Proposal
The Strategic Aims Of Our Proposal
The aim is to provide an affordable local government structure that will be fit for purpose for the 21st century.
The challenges we face are to:
- provide strong and effective leadership that empowers local people and creates a strong voice in the wider region and with national government
- create opportunities for people to achieve their full potential
- enhance and protect places which people value and in which they can prosper
Our proposal challenges the view that current Cheshire is a meaningful sub-region in which to administer local government or forge an effective vision for its future. It contains two sub regions that reflect distinct socio economic features, which complement the two wider citycentred regions of Manchester and Liverpool. They have independent catchment areas relating to housing, shopping, leisure, travel to work and economic development.
This is reflected in the changes to historic Cheshire in the last 40 years. In 1974 large parts transferred to Wirral and South Manchester; in 1995 Halton and Warrington achieved unitary authorities. The remains of Cheshire should do likewise now with two authorities for its two sub regions. Historic Cheshire is still a reality for people who have not lived in administrative Cheshire for over 30 years, and it will remain a reality for everyone in historic Cheshire after this change now.
We aim to transform local government in Cheshire for the benefit of its residents, partners including government, those who work in it or with it and the wider region and country. We propose a structure that:
- avoids the costs, confusion, complexity, inefficiency and ineffectiveness of the two tier system
- is based on natural sub regions in which people live, move around and work
- will provide strong and effective strategic leadership from local authorities serving sizeable populations and with sizeable resource bases
- means they are still sufficiently close to the people who elect councillors to provide effective local government
- that complements and derives benefits from the city regions of Liverpool and Manchester (Map 2)
- focus appropriately on regeneration & development for their own different areas and for the North West Region and the Northern Way
- can secure excellent public services in areas that are largely co-terminous with other public, voluntary and private agency boundaries
- provide logical areas for LAAs and the basis for MAAs within wider sub regions and city regions
- have cohesive and understandable boundaries that will survive into the future and within which the interests of diverse communities can be reflected in how local government works
Our vision is for the long term and our proposals create two authorities that will be capable of sustained innovation and progress into the future.

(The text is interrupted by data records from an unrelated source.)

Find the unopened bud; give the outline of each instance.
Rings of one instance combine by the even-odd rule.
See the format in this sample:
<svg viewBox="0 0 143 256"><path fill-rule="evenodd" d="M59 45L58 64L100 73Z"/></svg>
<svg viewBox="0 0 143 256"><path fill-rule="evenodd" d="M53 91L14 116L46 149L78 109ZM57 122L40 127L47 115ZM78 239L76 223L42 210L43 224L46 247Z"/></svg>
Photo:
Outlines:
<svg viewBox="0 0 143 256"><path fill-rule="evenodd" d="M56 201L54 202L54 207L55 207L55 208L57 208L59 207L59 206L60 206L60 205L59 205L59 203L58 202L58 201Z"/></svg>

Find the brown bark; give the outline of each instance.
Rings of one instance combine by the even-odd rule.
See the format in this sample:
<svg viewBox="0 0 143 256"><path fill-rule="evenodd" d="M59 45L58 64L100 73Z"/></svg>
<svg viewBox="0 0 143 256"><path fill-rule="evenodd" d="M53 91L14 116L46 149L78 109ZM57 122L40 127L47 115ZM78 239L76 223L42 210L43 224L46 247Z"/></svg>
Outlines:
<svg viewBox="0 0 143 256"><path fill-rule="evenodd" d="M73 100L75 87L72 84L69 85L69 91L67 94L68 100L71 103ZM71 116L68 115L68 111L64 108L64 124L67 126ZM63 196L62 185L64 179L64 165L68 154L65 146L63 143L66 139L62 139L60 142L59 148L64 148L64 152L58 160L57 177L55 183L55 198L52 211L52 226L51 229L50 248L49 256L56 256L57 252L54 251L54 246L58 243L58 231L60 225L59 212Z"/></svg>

We will not spell out the problems of two tier local government in detail. The White Paper says enough and the invitation for authorities to consider unitary solutions itself speaks volumes. The financial case we are submitting could stand alone as a further justification but we wish to stress that any change must continue to give Cheshire’s residents the benefits of local government. It must not just save taxpayers money while depriving 680,000 people any chance to influence and call to account those who are responsible for most of the services that shape their daily quality of life.